There’s no doubt that Tucson is a big draw for families. The August 2008 issue of Family Circle magazine named Tucson’s  Oro  Valley  as “One  of  the  Top  10  Places  in  the  Country  to  Raise  a  Family”–  a  ranking  based  on  home affordability, public safety, environmental protection and quality of schools. It’s also a very livable city.  Recent  city  statistics  found  that  the  average commute  time  is  just  over  25 minutes each way – shorter than most cities of similar size and population. Housing is also an affordable option in the Tucson area, with the median sales price hovering around $150, 000 (as of June 2013).
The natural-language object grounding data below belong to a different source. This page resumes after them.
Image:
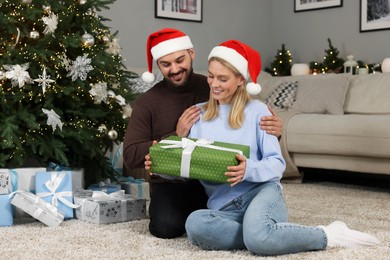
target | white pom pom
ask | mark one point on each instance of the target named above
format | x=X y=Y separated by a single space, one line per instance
x=148 y=77
x=253 y=88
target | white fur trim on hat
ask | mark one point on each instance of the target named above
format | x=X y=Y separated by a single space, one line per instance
x=253 y=88
x=148 y=77
x=170 y=46
x=233 y=57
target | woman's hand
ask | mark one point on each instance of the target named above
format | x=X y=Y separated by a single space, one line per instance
x=187 y=120
x=236 y=173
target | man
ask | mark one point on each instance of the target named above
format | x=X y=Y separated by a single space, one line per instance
x=168 y=109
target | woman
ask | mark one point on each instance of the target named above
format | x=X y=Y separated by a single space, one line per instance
x=250 y=212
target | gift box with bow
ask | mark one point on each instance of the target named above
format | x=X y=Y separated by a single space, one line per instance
x=56 y=188
x=37 y=208
x=6 y=216
x=201 y=159
x=103 y=208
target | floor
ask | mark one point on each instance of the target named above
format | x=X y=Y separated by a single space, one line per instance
x=363 y=179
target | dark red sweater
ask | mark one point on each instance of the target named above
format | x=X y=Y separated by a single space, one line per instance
x=155 y=115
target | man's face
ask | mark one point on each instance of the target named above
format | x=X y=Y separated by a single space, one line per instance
x=176 y=67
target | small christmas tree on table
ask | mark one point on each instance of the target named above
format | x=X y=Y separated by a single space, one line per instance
x=64 y=91
x=332 y=63
x=281 y=66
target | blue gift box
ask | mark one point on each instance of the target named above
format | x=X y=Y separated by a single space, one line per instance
x=56 y=188
x=105 y=187
x=6 y=216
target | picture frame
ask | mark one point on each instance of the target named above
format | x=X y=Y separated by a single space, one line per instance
x=309 y=5
x=373 y=19
x=185 y=10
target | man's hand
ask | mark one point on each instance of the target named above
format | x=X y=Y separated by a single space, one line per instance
x=272 y=124
x=187 y=120
x=148 y=162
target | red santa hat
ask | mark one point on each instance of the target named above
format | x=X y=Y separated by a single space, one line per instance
x=161 y=43
x=245 y=59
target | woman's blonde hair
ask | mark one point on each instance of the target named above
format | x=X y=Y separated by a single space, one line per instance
x=238 y=102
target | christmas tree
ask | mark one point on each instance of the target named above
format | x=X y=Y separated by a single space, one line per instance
x=64 y=90
x=281 y=66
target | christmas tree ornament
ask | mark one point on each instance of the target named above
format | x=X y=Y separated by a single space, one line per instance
x=112 y=134
x=51 y=22
x=99 y=92
x=44 y=80
x=105 y=39
x=18 y=74
x=87 y=40
x=80 y=68
x=34 y=34
x=103 y=129
x=113 y=47
x=46 y=9
x=53 y=119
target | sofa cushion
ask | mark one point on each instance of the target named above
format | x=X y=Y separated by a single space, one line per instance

Area  communities  in  Pima  County  include  the  city  of  Tucson,  Catalina,  Green  Valley,  Marana,  Oro  Valley, Sahuarita,  South  Tucson,  Tucson  and  Vail.  In  Cochise  County,  just  southeast  of  the  city,  communities  include Benson, Bisbee, Douglas, Sierra Vista, Tombstone and Wilcox And in Santa Cruz County, west of the city, communities include Elgin, Nogales, Patagonia, Rio Rico, Sonoita and Tubac. Area attractions include Pena Blanca Lake and Patagonia Lake in Patagonia State Park, which includes a beach,  picnic  area,  campground,  tables,  hiking  trail,  marina  and  market;  and  several  area  wineries,  including Callaghan and Sonoita Vineyards. Choose from charming inner city history, downtown urban living, luxury developments around the city or quiet suburban neighborhoods – there’s no shortage of diverse housing in Tucson. Welcome to a city that residents and visitors adore – and that you will, too. As you explore the Tucson Relocation Guide and the city that it represents, Tucson will surely become a favorite place to live and enjoy life!